When I took on the General Manager role at the club there was a realisation that we simply had to experiment, adapt and change, in order to avoid the consequences of a declining membership and a crystal clear trajectory. Events like drive-in movie night, wizard’s high teas and themed Friday night dining became essential drivers of ancillary revenue, not to mention the enormous buzz these things create in the community. Last year we had more first time visitors to the club than ever before and our social membership almost doubled as a consequence. Innovation will continue to drive our ambition.
So where do we go from here?
The biggest risk is not taking one at all. It is a bankable fact that if clubs dish up the same old, same old, they will eventually wither on the vine.
For us at Royal Hobart, COVID has done nothing but strengthen our resolve to continue our course and property redevelopment. This is not the time to revert into our shells and ride it out.
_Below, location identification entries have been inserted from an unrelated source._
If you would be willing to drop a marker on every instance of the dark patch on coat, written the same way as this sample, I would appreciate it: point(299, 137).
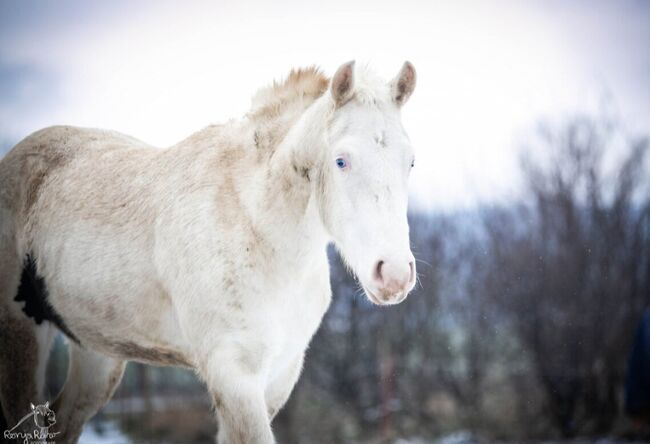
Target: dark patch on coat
point(159, 356)
point(33, 291)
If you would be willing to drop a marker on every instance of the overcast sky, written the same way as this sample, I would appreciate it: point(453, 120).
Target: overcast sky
point(488, 72)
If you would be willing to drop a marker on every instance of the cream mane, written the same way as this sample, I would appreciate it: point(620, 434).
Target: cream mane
point(275, 108)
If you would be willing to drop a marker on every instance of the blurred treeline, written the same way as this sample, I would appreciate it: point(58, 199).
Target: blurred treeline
point(519, 328)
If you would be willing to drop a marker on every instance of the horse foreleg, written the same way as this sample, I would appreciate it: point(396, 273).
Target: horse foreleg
point(278, 391)
point(238, 395)
point(92, 379)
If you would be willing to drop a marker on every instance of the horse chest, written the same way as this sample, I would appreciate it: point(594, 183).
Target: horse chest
point(296, 315)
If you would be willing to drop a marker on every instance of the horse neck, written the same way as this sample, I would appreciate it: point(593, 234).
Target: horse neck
point(289, 200)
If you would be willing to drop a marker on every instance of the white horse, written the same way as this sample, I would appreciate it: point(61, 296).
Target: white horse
point(210, 254)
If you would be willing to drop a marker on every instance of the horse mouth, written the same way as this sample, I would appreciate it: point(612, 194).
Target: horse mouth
point(392, 300)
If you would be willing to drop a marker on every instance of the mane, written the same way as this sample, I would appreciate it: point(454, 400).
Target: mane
point(276, 108)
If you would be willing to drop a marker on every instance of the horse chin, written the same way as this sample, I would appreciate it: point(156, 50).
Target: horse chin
point(379, 301)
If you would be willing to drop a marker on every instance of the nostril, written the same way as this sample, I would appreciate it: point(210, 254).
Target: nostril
point(378, 271)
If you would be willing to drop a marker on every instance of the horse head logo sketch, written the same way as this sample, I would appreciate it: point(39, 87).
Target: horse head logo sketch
point(44, 417)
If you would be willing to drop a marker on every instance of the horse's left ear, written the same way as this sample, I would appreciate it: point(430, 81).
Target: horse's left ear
point(403, 85)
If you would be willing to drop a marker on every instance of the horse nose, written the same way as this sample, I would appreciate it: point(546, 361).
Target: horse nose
point(394, 278)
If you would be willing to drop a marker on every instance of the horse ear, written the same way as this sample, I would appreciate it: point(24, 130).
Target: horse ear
point(343, 83)
point(403, 85)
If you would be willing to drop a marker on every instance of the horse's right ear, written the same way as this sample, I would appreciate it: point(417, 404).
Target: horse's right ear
point(343, 83)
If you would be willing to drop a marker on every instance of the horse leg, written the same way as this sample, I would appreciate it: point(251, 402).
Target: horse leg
point(278, 391)
point(24, 344)
point(238, 395)
point(92, 379)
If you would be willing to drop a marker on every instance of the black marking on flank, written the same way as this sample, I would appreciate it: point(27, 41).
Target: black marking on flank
point(33, 291)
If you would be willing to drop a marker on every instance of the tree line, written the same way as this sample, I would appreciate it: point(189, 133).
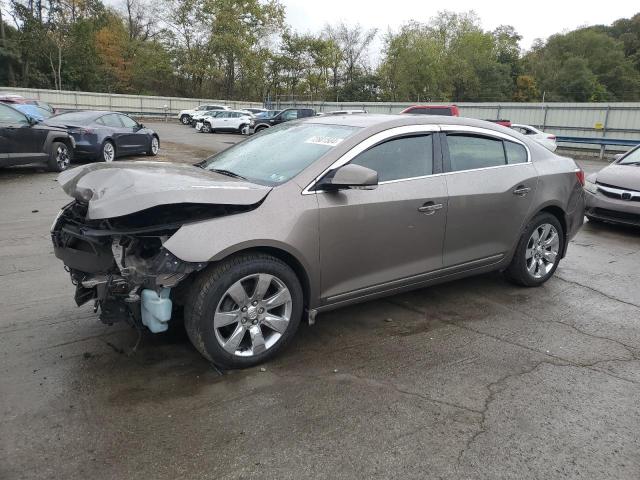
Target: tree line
point(244, 49)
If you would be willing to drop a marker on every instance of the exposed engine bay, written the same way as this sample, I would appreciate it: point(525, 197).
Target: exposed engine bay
point(120, 263)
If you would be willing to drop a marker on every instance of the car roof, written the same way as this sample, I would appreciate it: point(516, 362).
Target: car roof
point(399, 120)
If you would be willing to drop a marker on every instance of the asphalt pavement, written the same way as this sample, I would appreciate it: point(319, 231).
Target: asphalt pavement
point(473, 379)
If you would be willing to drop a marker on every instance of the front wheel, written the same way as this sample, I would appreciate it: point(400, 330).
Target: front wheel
point(538, 252)
point(244, 310)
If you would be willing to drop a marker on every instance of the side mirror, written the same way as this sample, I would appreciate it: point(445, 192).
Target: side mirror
point(352, 176)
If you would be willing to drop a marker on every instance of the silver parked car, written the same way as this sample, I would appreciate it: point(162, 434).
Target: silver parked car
point(310, 216)
point(613, 194)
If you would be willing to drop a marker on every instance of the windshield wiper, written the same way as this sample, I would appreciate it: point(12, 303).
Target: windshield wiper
point(227, 173)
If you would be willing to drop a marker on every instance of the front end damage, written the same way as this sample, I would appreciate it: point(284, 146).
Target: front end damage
point(121, 265)
point(111, 236)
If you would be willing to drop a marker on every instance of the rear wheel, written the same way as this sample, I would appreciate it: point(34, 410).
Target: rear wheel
point(59, 157)
point(244, 310)
point(154, 146)
point(108, 152)
point(538, 252)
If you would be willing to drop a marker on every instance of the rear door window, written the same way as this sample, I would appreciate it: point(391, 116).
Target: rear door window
point(128, 122)
point(9, 116)
point(290, 115)
point(111, 120)
point(470, 152)
point(400, 158)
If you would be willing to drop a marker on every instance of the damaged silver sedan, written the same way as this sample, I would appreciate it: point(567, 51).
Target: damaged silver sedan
point(311, 216)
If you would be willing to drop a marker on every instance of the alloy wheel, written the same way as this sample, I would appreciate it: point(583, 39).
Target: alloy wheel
point(252, 315)
point(542, 250)
point(108, 152)
point(62, 157)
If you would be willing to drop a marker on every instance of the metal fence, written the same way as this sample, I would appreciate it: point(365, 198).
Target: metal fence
point(591, 120)
point(141, 105)
point(586, 120)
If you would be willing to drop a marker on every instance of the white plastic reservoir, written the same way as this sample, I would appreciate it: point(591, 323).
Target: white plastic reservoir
point(156, 309)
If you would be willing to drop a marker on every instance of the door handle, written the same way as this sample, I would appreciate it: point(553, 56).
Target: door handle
point(430, 208)
point(521, 191)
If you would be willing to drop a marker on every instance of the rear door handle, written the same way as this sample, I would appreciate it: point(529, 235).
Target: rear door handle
point(521, 190)
point(430, 208)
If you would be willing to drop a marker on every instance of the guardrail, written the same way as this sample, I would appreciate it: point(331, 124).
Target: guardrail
point(601, 141)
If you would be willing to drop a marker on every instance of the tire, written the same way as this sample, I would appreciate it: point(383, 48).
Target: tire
point(59, 157)
point(107, 152)
point(154, 146)
point(240, 327)
point(523, 270)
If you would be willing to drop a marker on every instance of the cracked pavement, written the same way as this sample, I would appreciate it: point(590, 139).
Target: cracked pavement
point(475, 379)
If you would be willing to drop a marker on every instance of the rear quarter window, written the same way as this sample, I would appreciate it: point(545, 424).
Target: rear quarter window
point(516, 153)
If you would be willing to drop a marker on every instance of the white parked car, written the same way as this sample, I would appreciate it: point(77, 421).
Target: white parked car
point(186, 116)
point(343, 112)
point(230, 121)
point(547, 140)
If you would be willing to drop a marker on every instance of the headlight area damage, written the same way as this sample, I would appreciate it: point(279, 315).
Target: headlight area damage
point(111, 237)
point(120, 263)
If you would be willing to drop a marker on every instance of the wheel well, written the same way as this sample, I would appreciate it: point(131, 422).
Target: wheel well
point(64, 140)
point(559, 214)
point(292, 262)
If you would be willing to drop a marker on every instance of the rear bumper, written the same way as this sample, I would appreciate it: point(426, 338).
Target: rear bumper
point(608, 209)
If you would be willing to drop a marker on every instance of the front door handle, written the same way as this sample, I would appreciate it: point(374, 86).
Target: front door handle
point(430, 208)
point(521, 191)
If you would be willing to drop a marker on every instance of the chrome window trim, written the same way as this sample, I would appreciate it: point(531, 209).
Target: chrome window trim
point(368, 143)
point(429, 128)
point(618, 191)
point(488, 133)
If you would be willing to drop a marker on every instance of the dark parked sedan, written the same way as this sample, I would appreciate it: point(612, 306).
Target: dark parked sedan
point(24, 141)
point(103, 136)
point(613, 194)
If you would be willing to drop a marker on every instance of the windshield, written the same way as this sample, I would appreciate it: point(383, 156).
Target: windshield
point(278, 154)
point(632, 158)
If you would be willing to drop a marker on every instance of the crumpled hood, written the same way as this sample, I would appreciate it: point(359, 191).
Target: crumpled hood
point(621, 176)
point(122, 188)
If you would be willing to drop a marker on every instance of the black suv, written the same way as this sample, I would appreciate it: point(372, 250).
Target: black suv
point(284, 116)
point(24, 141)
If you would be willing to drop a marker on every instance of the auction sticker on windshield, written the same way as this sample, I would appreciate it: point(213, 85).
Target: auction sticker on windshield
point(320, 140)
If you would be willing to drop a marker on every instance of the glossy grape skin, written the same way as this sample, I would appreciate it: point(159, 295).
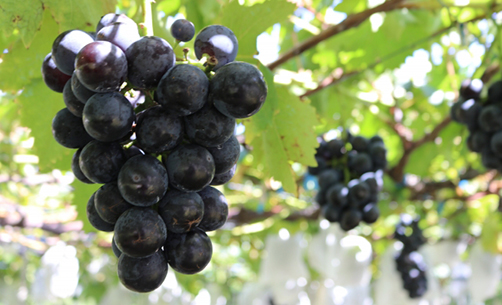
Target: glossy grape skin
point(139, 232)
point(68, 130)
point(109, 203)
point(123, 35)
point(72, 103)
point(182, 30)
point(226, 155)
point(190, 168)
point(183, 90)
point(94, 219)
point(149, 58)
point(143, 180)
point(65, 49)
point(75, 168)
point(142, 274)
point(218, 41)
point(208, 127)
point(108, 116)
point(182, 212)
point(188, 253)
point(80, 91)
point(53, 77)
point(102, 161)
point(158, 131)
point(101, 66)
point(215, 209)
point(238, 90)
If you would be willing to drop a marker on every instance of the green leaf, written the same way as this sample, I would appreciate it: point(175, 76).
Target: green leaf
point(39, 105)
point(78, 14)
point(249, 22)
point(282, 131)
point(26, 16)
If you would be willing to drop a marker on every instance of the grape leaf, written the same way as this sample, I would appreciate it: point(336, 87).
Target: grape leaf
point(247, 22)
point(26, 16)
point(77, 14)
point(282, 131)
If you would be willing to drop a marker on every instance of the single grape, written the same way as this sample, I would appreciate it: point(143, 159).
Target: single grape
point(158, 130)
point(108, 116)
point(102, 161)
point(142, 274)
point(215, 209)
point(188, 253)
point(182, 30)
point(181, 211)
point(208, 127)
point(101, 66)
point(226, 155)
point(140, 232)
point(94, 219)
point(123, 35)
point(190, 168)
point(65, 49)
point(183, 90)
point(53, 77)
point(68, 130)
point(142, 180)
point(109, 203)
point(238, 90)
point(216, 41)
point(149, 58)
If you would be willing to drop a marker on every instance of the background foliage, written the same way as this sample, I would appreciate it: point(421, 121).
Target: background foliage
point(372, 67)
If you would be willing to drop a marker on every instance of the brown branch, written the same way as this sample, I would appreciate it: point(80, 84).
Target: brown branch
point(350, 22)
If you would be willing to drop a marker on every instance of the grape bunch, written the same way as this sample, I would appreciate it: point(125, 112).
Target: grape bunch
point(410, 264)
point(350, 175)
point(482, 118)
point(157, 133)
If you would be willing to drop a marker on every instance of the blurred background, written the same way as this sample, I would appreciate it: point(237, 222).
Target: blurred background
point(370, 67)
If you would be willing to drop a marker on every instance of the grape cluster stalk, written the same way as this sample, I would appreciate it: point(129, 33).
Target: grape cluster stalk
point(157, 133)
point(409, 262)
point(350, 175)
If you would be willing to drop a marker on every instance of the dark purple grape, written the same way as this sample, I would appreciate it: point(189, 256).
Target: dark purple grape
point(238, 90)
point(220, 179)
point(75, 168)
point(349, 219)
point(140, 232)
point(226, 155)
point(109, 203)
point(142, 180)
point(101, 66)
point(65, 49)
point(190, 168)
point(158, 130)
point(53, 77)
point(182, 30)
point(108, 116)
point(102, 161)
point(208, 127)
point(72, 102)
point(123, 35)
point(149, 58)
point(181, 211)
point(111, 18)
point(216, 41)
point(80, 91)
point(215, 209)
point(142, 274)
point(94, 219)
point(183, 90)
point(188, 253)
point(68, 130)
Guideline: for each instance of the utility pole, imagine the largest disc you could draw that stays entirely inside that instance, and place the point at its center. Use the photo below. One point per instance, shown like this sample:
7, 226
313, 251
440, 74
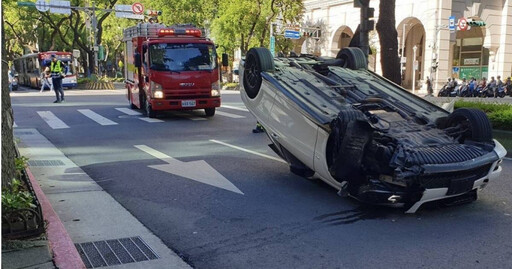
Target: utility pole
367, 24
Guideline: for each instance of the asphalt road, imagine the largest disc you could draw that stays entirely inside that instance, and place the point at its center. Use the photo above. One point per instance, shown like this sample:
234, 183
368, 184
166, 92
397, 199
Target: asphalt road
265, 217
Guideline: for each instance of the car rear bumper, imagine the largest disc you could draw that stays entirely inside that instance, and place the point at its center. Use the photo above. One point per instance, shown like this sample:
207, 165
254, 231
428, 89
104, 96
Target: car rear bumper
176, 104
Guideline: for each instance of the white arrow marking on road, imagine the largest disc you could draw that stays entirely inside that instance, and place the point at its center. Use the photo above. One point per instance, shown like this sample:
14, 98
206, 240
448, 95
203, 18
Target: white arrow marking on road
236, 108
199, 171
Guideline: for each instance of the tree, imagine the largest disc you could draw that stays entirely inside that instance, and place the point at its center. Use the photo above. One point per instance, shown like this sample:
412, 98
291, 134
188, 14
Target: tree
388, 37
8, 149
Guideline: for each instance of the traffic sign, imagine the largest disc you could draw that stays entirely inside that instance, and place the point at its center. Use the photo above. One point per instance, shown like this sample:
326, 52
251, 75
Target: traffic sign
451, 24
272, 46
463, 24
42, 5
137, 8
291, 34
125, 11
26, 4
60, 7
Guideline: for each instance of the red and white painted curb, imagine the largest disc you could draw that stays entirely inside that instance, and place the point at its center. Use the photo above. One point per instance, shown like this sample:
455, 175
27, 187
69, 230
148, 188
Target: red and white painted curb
65, 254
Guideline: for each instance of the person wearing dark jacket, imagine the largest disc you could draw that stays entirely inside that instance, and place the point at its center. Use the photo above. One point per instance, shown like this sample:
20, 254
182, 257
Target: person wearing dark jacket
57, 72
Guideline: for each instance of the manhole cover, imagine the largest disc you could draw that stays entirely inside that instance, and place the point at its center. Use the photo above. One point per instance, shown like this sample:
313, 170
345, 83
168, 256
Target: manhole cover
115, 252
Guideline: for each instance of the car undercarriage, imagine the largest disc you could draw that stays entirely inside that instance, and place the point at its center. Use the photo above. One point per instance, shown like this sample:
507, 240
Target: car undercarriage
383, 144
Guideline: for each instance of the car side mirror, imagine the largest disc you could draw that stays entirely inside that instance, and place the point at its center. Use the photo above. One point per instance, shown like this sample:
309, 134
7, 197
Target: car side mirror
136, 60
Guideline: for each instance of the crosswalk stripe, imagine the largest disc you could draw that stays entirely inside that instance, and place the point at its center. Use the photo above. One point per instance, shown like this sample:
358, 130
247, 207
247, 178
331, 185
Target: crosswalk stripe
151, 120
236, 108
96, 117
225, 114
52, 120
128, 111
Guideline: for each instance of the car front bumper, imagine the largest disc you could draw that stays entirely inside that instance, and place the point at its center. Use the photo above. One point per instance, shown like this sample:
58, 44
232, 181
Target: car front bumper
434, 194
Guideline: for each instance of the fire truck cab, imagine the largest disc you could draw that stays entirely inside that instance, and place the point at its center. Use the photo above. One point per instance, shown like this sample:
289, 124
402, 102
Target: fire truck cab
170, 68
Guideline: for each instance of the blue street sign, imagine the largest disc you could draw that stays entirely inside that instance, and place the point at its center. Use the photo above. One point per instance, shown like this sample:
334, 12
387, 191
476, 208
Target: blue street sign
273, 46
452, 25
291, 34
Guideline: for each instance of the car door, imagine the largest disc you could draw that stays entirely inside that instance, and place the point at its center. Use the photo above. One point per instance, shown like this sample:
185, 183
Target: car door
292, 129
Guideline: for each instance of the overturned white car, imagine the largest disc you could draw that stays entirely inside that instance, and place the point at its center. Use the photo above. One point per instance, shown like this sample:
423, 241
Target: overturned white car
364, 135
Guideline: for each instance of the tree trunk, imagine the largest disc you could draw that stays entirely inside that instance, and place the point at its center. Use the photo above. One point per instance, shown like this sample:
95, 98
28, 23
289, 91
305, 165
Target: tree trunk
8, 149
388, 37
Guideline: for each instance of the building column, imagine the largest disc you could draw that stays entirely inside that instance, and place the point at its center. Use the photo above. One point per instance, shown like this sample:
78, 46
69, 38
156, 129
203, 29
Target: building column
503, 61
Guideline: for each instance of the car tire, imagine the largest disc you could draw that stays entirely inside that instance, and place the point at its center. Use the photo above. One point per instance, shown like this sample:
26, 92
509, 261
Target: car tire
209, 112
148, 109
257, 60
353, 58
478, 126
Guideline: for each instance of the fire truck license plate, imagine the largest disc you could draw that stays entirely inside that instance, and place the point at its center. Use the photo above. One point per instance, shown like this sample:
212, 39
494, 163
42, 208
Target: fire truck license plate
188, 103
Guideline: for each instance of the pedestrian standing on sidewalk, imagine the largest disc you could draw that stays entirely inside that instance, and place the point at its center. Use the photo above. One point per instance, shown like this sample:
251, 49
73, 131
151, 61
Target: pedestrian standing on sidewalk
45, 79
430, 91
57, 70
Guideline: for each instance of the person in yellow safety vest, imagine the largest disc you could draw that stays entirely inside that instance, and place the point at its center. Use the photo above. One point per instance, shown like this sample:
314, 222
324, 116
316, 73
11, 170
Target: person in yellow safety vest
57, 73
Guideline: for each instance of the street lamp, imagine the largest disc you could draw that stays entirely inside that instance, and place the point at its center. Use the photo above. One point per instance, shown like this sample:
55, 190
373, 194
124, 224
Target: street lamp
414, 65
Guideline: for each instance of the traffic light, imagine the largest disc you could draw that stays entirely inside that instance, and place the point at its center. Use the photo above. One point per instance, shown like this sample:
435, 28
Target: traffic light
476, 23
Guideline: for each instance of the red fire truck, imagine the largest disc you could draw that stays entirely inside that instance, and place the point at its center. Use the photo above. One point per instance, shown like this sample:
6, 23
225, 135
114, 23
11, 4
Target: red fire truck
170, 68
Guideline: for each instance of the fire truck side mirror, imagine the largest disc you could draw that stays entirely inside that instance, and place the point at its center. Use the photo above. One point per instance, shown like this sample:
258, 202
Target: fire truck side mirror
225, 59
136, 60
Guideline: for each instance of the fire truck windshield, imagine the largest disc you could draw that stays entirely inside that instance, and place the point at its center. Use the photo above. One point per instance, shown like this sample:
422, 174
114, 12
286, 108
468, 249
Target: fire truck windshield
182, 57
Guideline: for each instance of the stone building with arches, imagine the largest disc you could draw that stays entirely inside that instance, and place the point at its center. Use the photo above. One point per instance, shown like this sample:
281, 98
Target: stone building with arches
423, 24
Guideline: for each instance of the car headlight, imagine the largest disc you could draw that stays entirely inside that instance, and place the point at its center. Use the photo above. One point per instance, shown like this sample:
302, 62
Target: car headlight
156, 89
215, 88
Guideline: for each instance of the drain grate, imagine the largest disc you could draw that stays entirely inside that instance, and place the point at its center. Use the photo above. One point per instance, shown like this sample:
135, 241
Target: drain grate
115, 252
45, 163
22, 133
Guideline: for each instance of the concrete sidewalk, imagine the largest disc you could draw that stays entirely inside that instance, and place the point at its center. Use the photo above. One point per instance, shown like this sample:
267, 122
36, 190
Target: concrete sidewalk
104, 232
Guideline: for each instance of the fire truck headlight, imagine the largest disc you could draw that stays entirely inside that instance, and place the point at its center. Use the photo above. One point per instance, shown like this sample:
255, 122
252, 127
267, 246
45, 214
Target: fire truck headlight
158, 94
216, 88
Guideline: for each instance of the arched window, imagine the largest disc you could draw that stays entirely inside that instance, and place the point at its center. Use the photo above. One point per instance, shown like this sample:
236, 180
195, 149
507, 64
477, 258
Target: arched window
470, 57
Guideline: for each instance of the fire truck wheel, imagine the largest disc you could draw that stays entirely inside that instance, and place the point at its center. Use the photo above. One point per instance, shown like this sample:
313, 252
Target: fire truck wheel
209, 112
257, 60
353, 58
149, 110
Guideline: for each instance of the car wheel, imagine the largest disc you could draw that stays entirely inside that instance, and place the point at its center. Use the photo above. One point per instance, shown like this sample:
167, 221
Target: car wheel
347, 142
257, 60
209, 112
474, 123
148, 109
353, 58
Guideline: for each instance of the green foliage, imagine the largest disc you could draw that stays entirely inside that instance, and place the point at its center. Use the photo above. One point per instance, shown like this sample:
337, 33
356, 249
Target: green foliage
500, 115
15, 197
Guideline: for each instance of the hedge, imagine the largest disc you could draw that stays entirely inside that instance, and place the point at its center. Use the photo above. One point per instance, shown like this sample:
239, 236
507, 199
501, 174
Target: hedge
500, 115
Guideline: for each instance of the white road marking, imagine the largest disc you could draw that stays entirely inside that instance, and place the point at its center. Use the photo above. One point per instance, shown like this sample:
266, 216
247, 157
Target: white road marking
248, 151
225, 114
151, 120
236, 108
52, 120
96, 117
128, 111
199, 171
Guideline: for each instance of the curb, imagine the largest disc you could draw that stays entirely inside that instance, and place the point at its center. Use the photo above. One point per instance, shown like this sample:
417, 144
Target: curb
65, 254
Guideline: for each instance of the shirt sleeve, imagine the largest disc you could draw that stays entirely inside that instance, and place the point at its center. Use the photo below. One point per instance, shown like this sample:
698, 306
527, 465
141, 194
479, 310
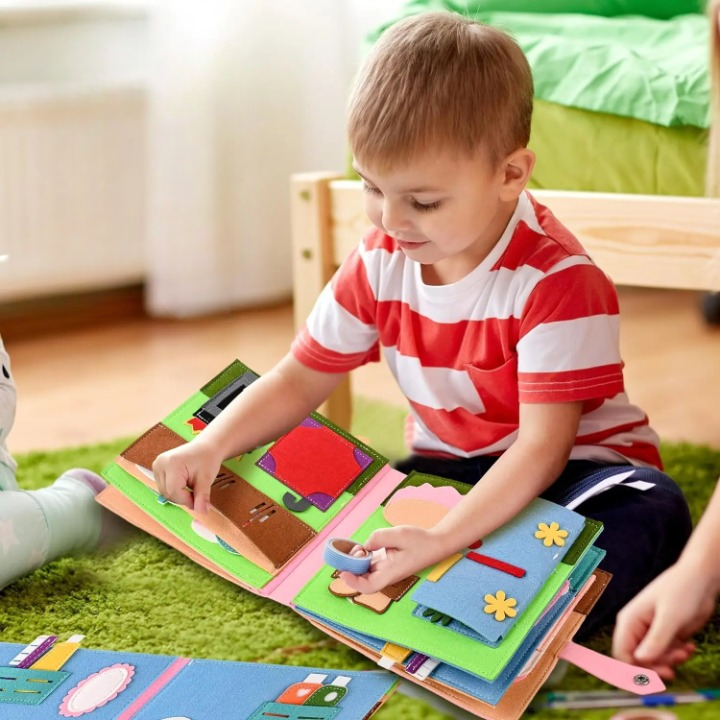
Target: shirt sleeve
340, 333
569, 338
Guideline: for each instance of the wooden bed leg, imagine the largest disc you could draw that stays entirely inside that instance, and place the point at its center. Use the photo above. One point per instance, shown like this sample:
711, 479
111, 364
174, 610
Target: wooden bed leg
314, 263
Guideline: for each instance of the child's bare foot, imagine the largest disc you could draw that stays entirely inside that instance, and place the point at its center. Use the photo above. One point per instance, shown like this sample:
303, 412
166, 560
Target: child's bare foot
112, 528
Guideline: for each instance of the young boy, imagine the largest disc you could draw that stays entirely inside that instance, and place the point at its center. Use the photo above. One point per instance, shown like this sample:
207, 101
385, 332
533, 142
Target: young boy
41, 525
499, 329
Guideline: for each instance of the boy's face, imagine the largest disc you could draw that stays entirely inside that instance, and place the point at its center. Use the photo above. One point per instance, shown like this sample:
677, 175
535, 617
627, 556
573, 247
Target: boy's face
445, 210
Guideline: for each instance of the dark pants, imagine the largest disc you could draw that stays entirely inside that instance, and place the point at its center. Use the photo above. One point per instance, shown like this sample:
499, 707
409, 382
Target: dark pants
643, 531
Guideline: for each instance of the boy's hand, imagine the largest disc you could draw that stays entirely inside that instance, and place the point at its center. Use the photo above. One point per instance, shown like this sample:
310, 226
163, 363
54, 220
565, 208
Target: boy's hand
653, 629
408, 549
184, 475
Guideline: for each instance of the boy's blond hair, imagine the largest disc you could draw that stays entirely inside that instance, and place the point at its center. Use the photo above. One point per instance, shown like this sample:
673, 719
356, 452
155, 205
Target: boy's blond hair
440, 80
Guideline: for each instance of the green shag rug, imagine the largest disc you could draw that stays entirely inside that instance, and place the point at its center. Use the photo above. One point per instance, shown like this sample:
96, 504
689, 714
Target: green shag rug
142, 596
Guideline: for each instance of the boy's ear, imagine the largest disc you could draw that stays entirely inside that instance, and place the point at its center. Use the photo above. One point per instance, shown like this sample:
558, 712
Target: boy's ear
517, 168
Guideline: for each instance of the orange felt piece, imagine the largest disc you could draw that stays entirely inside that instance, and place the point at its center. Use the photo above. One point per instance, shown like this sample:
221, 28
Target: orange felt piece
420, 513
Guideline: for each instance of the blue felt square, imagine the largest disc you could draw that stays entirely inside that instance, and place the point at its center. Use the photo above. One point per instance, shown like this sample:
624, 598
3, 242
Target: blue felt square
214, 690
460, 593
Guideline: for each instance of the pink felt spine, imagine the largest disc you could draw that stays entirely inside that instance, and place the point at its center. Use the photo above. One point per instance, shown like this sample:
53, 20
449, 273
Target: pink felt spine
152, 690
306, 564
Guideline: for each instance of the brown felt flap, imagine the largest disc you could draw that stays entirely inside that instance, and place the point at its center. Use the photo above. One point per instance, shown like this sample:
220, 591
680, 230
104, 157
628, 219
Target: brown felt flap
112, 499
275, 531
214, 521
147, 447
588, 600
397, 590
The ticking of the doomsday clock for the already struggling club will only accelerate in the post-COVID world and it is folly to think that there will be a miraculous surge in the demand for the traditional golf subscriptions.
In my ideal world the collective group of families trying ‘real’ golf for the first time on our par-3 course, or members and visitors alike taking advantage of our state-of-the-art practice facilities, or the kids having a Saturday putting competition on our enlarged ‘Himalayas-style’ putting green, or the locals enjoying cocktail night in our clubhouse, or the folks from the lifestyle village across the road attending a water aerobics class, will all be just as big a part of the Royal Hobart Golf Club story as the traditional subscription member. Our course and clubhouse renovation is central to this vision.
The future of golf club management is not for the faint of heart so I say ‘full steam ahead!’